CCC announcements for new season:

Crop size seen at slightly under 2 million tons

Country to reinstate cocoa registration tax for exporters at 1.5% of free-on-board value

Plant entry price set at 845 francs per kilogram

But the move has angered Ghana’s cocoa farmers, who have threatened to halt production, if its government does not increase cocoa producer prices for the 2018/2019 cocoa season.

President of the Cocoa Farmers Association Nana Opambour Bonsu told local media​ that due to this development, members would be forced out of business, leaving the country without an industry.

“We are the farmers on the ground and we know what is happening and we know the challenges the farmers are going through,” he said.

He added:” the GHC475 is nothing, it's peanuts. What we are saying is if government can’t buy our cocoa at 1,000 cedis, then we are sorry, we will not produce the cocoa”.

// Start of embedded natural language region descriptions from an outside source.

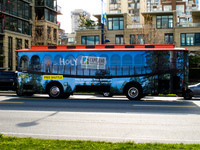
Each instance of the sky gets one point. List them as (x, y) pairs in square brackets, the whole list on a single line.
[(91, 6)]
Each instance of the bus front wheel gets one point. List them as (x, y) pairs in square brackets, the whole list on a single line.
[(133, 92), (55, 91), (19, 92)]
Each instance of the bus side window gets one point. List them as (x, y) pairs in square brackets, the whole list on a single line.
[(24, 62), (139, 64), (35, 63), (127, 64)]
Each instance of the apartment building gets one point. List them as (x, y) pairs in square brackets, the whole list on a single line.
[(132, 7), (19, 28), (159, 28), (75, 16)]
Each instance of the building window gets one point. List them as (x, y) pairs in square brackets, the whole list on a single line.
[(54, 34), (164, 22), (90, 40), (190, 39), (10, 53), (119, 39), (169, 39), (17, 25), (49, 33), (70, 40), (18, 43), (116, 23), (180, 9), (18, 8), (26, 44), (167, 7), (138, 39)]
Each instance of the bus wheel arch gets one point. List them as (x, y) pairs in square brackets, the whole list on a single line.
[(54, 89), (133, 91)]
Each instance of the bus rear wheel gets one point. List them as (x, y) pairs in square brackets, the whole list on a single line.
[(133, 92), (20, 92), (55, 91)]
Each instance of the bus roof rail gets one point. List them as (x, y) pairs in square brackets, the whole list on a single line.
[(129, 46), (149, 46), (71, 47), (52, 47), (109, 46), (90, 47)]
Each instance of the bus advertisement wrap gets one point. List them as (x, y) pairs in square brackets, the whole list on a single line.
[(131, 71)]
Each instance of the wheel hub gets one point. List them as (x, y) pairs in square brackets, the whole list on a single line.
[(55, 91), (133, 92)]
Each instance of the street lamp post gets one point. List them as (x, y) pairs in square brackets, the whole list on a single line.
[(102, 23)]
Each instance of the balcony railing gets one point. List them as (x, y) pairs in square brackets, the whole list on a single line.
[(188, 25), (1, 50), (135, 26), (89, 28), (59, 9)]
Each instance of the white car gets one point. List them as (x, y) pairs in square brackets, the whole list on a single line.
[(195, 89)]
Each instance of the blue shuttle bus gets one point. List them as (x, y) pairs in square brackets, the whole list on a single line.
[(131, 70)]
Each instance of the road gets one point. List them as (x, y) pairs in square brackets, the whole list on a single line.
[(88, 117)]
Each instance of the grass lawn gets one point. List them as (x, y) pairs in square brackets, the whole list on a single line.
[(14, 143)]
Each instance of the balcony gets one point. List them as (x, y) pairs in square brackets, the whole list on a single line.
[(89, 28), (137, 26), (188, 25), (59, 9), (1, 50)]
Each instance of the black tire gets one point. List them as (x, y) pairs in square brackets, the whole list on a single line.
[(133, 92), (188, 95), (29, 94), (19, 92), (65, 95), (55, 91), (107, 94)]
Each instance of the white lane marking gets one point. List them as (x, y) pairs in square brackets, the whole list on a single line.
[(102, 137)]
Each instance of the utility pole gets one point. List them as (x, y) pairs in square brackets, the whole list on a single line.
[(102, 23)]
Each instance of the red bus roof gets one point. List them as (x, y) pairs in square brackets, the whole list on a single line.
[(136, 47)]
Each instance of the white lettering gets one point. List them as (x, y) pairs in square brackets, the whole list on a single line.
[(62, 61)]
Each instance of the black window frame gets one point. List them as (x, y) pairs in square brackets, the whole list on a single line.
[(10, 53), (118, 19), (168, 36), (95, 39), (196, 39), (119, 36), (161, 18)]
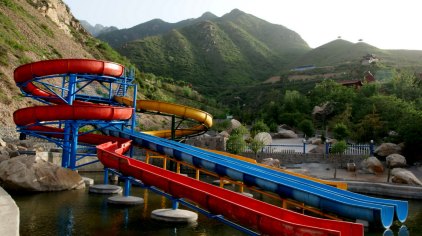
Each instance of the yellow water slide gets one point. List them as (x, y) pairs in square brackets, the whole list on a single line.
[(337, 184), (203, 118)]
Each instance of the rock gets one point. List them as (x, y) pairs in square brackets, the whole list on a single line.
[(4, 157), (2, 143), (14, 154), (264, 137), (403, 176), (395, 160), (12, 147), (285, 134), (234, 124), (315, 141), (320, 149), (372, 165), (271, 162), (29, 173), (225, 134), (283, 127), (386, 149)]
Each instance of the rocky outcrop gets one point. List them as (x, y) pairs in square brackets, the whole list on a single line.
[(30, 173), (234, 124), (386, 149), (285, 134), (209, 142), (59, 13), (264, 137), (372, 165), (403, 176), (395, 160), (271, 162)]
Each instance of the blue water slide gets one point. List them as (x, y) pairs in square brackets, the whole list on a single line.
[(311, 193)]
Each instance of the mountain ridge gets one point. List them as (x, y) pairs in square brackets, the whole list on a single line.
[(235, 49)]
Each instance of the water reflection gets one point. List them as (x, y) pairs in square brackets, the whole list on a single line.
[(66, 221), (79, 213), (403, 231)]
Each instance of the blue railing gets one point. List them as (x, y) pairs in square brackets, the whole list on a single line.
[(352, 149)]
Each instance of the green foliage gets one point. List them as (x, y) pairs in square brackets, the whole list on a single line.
[(215, 55), (259, 126), (339, 147), (235, 144), (221, 125), (307, 127), (341, 131), (255, 146), (241, 131)]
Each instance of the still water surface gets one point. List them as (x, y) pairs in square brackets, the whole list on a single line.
[(80, 213)]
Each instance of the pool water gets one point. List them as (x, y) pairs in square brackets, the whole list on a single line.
[(81, 213)]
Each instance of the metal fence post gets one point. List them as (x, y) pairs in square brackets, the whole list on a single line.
[(371, 148)]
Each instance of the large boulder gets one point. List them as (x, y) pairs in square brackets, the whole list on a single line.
[(386, 149), (2, 143), (395, 160), (31, 173), (234, 124), (264, 137), (372, 165), (271, 162), (403, 176)]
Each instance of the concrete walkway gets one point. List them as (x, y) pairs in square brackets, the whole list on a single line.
[(9, 215)]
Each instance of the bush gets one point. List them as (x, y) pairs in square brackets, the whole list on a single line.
[(307, 127), (341, 131), (258, 127), (235, 144)]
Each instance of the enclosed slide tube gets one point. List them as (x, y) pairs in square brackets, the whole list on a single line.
[(263, 217), (326, 198), (34, 118), (203, 118)]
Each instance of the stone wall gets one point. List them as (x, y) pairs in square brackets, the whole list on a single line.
[(298, 158)]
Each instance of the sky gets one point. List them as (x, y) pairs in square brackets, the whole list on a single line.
[(386, 24)]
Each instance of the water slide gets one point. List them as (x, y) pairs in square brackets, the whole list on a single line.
[(205, 121), (203, 118), (326, 198)]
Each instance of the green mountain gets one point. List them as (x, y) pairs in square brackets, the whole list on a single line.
[(212, 53), (153, 27), (45, 29), (340, 52), (97, 29)]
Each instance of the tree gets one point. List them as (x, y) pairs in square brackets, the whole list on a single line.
[(255, 145), (307, 127), (338, 148), (235, 144), (341, 131), (259, 126)]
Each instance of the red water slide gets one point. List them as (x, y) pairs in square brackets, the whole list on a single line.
[(24, 75), (261, 216)]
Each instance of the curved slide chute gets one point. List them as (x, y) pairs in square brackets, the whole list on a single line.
[(266, 218), (203, 118), (34, 116)]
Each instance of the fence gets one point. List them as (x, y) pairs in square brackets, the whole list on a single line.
[(352, 149)]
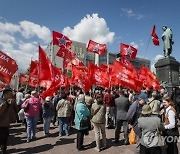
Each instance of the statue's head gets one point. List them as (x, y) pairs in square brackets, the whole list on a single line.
[(164, 27)]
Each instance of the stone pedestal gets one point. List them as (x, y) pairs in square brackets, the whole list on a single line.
[(167, 70)]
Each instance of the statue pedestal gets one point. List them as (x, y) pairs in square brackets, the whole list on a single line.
[(167, 70)]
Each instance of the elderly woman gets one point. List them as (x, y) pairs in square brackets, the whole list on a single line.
[(170, 124), (32, 108), (81, 112)]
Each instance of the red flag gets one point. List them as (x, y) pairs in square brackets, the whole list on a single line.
[(127, 50), (8, 67), (75, 62), (46, 73), (34, 74), (67, 55), (98, 75), (96, 47), (81, 78), (24, 78), (150, 80), (155, 38), (61, 40)]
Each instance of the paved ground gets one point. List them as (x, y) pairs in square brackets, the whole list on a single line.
[(61, 145)]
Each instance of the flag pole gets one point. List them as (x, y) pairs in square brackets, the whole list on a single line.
[(147, 47)]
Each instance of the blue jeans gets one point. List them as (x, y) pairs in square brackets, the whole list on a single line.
[(47, 121), (31, 126), (63, 121)]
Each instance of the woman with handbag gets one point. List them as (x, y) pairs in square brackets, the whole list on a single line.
[(98, 112), (63, 109), (171, 132), (82, 115), (151, 141), (32, 107), (47, 114)]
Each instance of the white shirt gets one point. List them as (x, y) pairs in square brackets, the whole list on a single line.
[(171, 118)]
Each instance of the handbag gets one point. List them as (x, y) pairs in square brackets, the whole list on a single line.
[(174, 132), (84, 122), (132, 137), (153, 138), (26, 106)]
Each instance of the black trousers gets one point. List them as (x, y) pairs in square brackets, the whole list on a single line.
[(55, 117), (80, 138), (119, 124), (153, 150), (172, 148), (4, 133)]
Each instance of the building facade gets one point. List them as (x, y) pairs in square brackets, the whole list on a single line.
[(82, 54)]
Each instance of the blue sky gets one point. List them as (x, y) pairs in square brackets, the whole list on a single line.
[(24, 24)]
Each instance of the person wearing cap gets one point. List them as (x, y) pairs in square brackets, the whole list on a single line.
[(134, 113), (81, 112), (19, 99), (8, 112), (170, 123), (32, 115), (47, 114), (150, 125), (63, 109), (154, 103)]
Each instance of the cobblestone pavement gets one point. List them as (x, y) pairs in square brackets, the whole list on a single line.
[(61, 145)]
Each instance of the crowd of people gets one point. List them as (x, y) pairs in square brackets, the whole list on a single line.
[(152, 115)]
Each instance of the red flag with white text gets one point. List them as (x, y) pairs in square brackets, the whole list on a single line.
[(61, 40), (128, 50), (67, 55), (46, 73), (99, 75), (24, 78), (96, 47), (8, 67), (34, 74)]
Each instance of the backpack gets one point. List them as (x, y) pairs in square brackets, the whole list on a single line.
[(150, 138)]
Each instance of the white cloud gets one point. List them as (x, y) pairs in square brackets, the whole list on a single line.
[(30, 29), (9, 27), (27, 47), (153, 69), (15, 46), (158, 57), (130, 14), (4, 37), (90, 27), (134, 45)]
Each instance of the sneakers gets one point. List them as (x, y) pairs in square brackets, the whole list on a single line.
[(97, 149), (47, 134)]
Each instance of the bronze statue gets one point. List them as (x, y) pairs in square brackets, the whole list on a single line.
[(167, 40)]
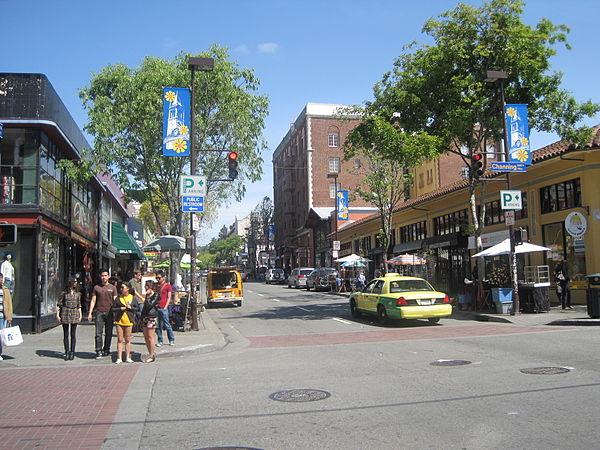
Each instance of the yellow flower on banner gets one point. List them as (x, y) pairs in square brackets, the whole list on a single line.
[(179, 146), (170, 96), (522, 155)]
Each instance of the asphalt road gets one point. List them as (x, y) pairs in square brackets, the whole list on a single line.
[(381, 389)]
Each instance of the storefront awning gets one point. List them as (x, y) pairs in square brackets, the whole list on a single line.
[(124, 243)]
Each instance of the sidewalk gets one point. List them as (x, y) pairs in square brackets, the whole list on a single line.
[(46, 349)]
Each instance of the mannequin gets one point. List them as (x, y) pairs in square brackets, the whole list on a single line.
[(8, 271)]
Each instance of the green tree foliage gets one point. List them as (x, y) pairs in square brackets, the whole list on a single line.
[(125, 117), (439, 89)]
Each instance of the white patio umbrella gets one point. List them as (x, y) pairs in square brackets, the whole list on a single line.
[(503, 248)]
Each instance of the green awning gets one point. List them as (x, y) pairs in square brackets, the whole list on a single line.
[(124, 242)]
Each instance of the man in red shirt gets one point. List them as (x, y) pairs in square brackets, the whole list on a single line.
[(165, 291), (102, 301)]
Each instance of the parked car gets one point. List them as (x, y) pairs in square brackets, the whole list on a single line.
[(398, 297), (298, 276), (322, 279), (275, 276)]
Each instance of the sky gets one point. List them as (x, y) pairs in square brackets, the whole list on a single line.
[(323, 51)]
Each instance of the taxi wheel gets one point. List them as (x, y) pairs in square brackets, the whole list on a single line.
[(354, 310), (382, 315)]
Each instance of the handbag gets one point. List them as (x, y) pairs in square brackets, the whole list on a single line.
[(11, 336)]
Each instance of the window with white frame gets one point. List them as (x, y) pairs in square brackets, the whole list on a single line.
[(334, 165), (333, 139), (333, 190)]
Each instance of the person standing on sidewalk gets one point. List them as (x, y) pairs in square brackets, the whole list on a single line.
[(124, 310), (69, 314), (561, 276), (149, 318), (165, 291), (5, 308), (103, 298)]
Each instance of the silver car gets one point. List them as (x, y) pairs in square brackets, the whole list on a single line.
[(298, 276)]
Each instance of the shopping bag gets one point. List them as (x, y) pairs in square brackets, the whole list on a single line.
[(11, 336)]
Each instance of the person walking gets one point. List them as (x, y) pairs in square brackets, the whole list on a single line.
[(69, 315), (562, 279), (165, 291), (124, 310), (5, 308), (103, 297), (149, 318)]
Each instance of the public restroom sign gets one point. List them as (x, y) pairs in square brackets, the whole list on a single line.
[(517, 127), (176, 121)]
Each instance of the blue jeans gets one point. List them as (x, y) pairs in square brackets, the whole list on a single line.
[(3, 324), (163, 321)]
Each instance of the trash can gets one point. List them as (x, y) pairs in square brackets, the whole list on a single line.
[(593, 295)]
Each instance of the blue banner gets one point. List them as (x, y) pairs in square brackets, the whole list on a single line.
[(176, 122), (517, 128), (342, 199)]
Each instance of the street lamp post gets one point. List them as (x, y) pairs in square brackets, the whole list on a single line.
[(500, 76), (207, 65)]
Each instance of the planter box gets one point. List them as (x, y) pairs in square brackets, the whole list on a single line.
[(503, 308), (502, 295)]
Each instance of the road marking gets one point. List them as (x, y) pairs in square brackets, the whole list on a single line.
[(342, 320)]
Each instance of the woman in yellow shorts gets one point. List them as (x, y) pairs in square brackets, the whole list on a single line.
[(124, 310)]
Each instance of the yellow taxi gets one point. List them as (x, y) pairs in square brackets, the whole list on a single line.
[(395, 296)]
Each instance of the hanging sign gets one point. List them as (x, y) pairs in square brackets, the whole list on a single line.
[(342, 199), (517, 129), (176, 122)]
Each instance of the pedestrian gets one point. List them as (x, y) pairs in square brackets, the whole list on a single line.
[(5, 308), (69, 315), (149, 319), (103, 297), (164, 291), (124, 309), (562, 279)]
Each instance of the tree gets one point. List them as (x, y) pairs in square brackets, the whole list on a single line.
[(439, 89)]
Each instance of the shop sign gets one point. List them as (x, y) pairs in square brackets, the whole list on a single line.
[(576, 224)]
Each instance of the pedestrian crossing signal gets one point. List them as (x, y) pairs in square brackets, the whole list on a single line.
[(232, 161)]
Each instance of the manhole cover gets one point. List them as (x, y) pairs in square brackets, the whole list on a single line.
[(450, 362), (545, 370), (300, 395)]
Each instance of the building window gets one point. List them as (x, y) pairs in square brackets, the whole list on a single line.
[(334, 165), (561, 196), (333, 139), (333, 190)]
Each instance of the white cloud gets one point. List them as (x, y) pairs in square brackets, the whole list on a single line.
[(268, 47)]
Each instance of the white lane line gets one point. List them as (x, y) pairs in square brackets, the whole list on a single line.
[(342, 320)]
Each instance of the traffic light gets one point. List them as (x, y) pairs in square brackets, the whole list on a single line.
[(477, 165), (232, 160), (8, 233)]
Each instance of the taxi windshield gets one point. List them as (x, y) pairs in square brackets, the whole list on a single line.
[(409, 285)]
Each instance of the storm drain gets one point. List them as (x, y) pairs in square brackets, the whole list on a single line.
[(450, 362), (300, 395), (545, 370)]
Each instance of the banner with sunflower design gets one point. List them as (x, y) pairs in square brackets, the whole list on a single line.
[(176, 122), (517, 128)]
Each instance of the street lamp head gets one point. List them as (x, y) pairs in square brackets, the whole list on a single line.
[(204, 64), (495, 75)]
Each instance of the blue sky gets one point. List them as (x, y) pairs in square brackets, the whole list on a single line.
[(310, 51)]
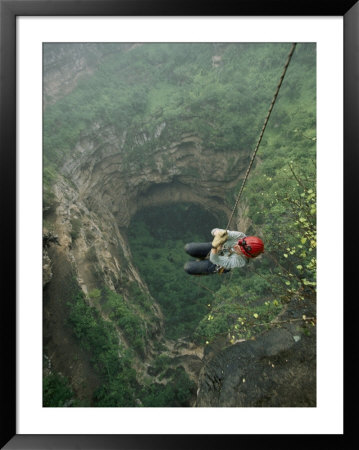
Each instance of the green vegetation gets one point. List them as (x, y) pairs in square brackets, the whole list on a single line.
[(157, 238), (155, 93), (119, 386)]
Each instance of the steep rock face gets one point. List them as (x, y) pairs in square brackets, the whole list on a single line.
[(277, 369), (184, 172)]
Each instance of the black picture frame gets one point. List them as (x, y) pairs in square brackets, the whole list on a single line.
[(9, 10)]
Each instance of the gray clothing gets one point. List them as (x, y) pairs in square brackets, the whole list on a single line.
[(227, 257)]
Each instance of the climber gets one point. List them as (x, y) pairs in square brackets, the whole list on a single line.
[(228, 250)]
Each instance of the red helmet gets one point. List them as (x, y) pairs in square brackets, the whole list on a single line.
[(251, 246)]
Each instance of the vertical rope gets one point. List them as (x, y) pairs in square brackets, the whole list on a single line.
[(262, 131)]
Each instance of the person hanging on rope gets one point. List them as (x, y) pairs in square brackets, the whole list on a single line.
[(228, 250)]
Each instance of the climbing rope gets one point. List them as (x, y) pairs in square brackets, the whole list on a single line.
[(262, 131)]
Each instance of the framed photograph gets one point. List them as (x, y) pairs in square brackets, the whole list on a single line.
[(143, 143)]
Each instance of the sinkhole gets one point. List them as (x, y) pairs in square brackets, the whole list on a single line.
[(157, 236)]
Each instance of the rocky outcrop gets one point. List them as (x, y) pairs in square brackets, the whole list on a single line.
[(277, 369)]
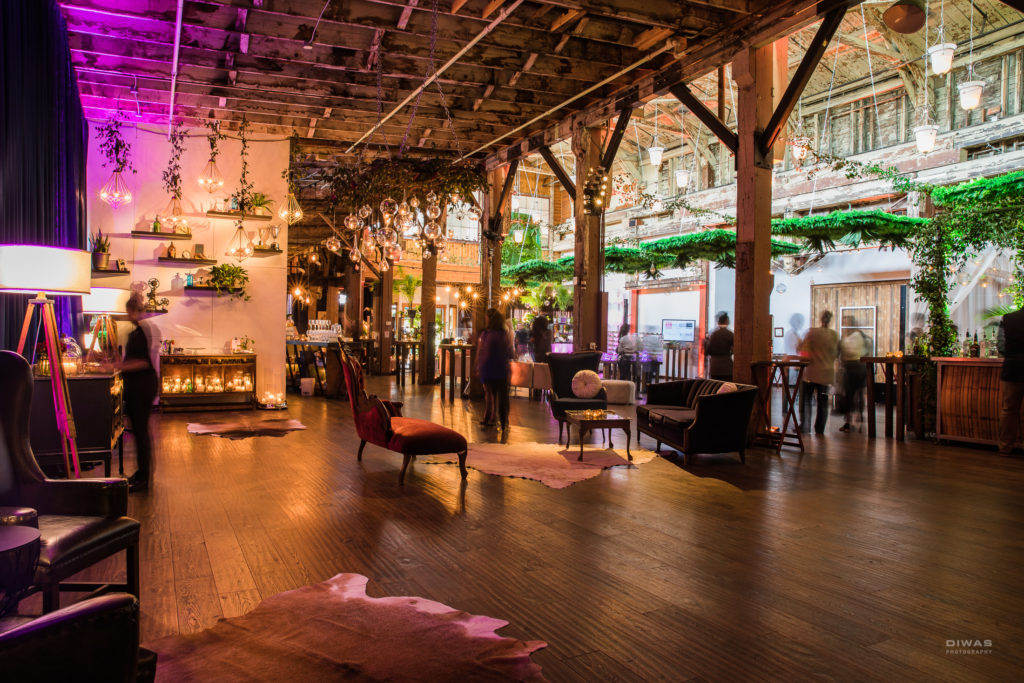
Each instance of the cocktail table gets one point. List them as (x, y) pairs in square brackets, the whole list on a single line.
[(588, 421)]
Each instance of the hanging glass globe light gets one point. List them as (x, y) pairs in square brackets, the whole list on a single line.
[(941, 56), (925, 137), (241, 247), (971, 94), (210, 179), (116, 193), (291, 212), (432, 229), (682, 177)]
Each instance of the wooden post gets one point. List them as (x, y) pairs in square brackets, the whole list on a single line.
[(753, 70), (384, 322), (588, 312), (428, 308)]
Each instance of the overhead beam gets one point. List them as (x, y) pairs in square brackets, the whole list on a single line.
[(616, 137), (706, 116), (559, 172), (829, 25)]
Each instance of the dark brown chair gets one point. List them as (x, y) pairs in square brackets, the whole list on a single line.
[(81, 521), (377, 423)]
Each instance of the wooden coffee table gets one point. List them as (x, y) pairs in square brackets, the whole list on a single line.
[(588, 421)]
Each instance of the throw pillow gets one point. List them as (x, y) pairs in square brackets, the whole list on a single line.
[(586, 384)]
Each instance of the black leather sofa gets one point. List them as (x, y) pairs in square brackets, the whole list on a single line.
[(691, 417), (563, 368)]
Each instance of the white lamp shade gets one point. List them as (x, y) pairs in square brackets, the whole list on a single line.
[(655, 155), (682, 177), (925, 137), (31, 269), (105, 300), (971, 94), (941, 56)]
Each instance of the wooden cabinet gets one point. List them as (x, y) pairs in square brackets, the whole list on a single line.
[(96, 404), (208, 382)]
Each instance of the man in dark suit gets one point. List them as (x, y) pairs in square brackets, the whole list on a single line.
[(718, 346), (1011, 343)]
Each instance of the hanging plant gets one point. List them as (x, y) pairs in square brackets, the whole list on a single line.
[(244, 195), (172, 174), (114, 146)]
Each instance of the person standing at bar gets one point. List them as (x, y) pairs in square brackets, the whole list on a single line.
[(820, 347), (718, 346), (140, 385), (1011, 345)]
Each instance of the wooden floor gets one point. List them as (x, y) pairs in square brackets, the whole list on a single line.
[(856, 561)]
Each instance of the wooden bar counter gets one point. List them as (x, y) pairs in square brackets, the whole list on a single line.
[(969, 399)]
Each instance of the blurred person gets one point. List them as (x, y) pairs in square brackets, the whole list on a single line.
[(820, 348), (494, 353), (718, 347)]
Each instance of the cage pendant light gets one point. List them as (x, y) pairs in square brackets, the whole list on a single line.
[(116, 191)]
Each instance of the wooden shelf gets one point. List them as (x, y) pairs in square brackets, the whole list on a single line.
[(187, 261), (108, 272), (160, 236), (236, 215), (206, 288)]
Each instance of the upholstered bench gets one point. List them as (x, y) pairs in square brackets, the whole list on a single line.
[(621, 391)]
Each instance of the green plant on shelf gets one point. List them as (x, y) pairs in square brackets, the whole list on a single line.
[(229, 280)]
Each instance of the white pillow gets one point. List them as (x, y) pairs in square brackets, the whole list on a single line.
[(586, 384)]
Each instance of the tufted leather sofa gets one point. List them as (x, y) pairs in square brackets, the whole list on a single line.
[(691, 417), (81, 521)]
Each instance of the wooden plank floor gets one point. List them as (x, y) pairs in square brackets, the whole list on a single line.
[(856, 561)]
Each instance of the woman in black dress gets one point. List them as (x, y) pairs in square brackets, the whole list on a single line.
[(140, 387)]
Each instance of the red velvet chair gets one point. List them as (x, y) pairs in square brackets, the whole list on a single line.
[(380, 423)]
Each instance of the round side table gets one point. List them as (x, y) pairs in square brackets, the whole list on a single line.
[(18, 554)]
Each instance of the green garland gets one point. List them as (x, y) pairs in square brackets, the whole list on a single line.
[(352, 187)]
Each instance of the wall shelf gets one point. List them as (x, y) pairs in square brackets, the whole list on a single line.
[(236, 215), (187, 261), (160, 236)]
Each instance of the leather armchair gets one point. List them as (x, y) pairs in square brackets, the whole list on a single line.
[(92, 640), (563, 368), (81, 521), (377, 423)]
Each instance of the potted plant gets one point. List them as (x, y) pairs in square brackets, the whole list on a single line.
[(229, 280), (100, 248)]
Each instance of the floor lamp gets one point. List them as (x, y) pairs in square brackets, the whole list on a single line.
[(42, 270), (104, 302)]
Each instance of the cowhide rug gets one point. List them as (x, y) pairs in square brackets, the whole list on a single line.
[(334, 631), (245, 428), (551, 464)]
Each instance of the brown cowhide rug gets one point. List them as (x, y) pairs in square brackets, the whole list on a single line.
[(334, 631), (244, 428), (553, 465)]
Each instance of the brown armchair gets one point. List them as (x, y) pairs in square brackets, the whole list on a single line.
[(377, 422), (81, 521)]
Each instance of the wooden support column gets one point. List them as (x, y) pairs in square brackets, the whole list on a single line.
[(384, 322), (588, 312), (428, 310), (753, 70)]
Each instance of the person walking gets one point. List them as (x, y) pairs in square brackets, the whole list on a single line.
[(494, 352), (140, 385), (718, 347), (820, 347), (1011, 345), (852, 348)]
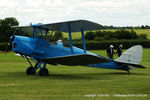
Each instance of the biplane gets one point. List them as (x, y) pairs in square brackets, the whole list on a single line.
[(38, 48)]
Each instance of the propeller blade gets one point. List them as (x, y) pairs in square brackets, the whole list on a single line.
[(10, 42)]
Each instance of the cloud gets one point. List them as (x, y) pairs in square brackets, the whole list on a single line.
[(106, 12)]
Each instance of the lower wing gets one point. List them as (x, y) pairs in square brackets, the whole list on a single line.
[(74, 60)]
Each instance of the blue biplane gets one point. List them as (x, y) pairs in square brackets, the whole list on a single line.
[(42, 52)]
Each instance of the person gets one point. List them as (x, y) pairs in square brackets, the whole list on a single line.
[(119, 50), (110, 51), (60, 43)]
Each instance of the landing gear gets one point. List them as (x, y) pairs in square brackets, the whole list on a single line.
[(43, 72), (128, 71), (30, 71)]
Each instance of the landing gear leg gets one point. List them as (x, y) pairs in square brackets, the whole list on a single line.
[(43, 71), (128, 71)]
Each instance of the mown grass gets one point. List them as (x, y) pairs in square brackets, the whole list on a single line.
[(77, 35), (71, 83)]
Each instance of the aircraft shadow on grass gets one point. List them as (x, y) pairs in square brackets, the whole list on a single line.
[(85, 76)]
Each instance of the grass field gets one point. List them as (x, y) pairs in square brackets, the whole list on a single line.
[(72, 83)]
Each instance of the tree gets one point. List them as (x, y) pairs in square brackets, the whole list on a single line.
[(90, 35), (58, 35), (5, 28)]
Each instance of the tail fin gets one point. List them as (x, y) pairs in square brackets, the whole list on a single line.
[(132, 56)]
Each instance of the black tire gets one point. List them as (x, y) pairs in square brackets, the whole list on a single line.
[(43, 72), (30, 71)]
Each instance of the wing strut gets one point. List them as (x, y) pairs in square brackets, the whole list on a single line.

Bloomberg reports​ that last year, Côte d'Ivoire slashed its producer pay by 36% after forecasts of bumper crops in West Africa prompted a collapse of almost a third in prices during the 2016-17 harvest.

Cote d’Ivoire and Ghana account for approximately 60% the world’s cocoa production.

“Our objective is to coordinate sales by the end of January. We are working toward that date.” CCC managing director Yves Brahima Kone told Bloomberg.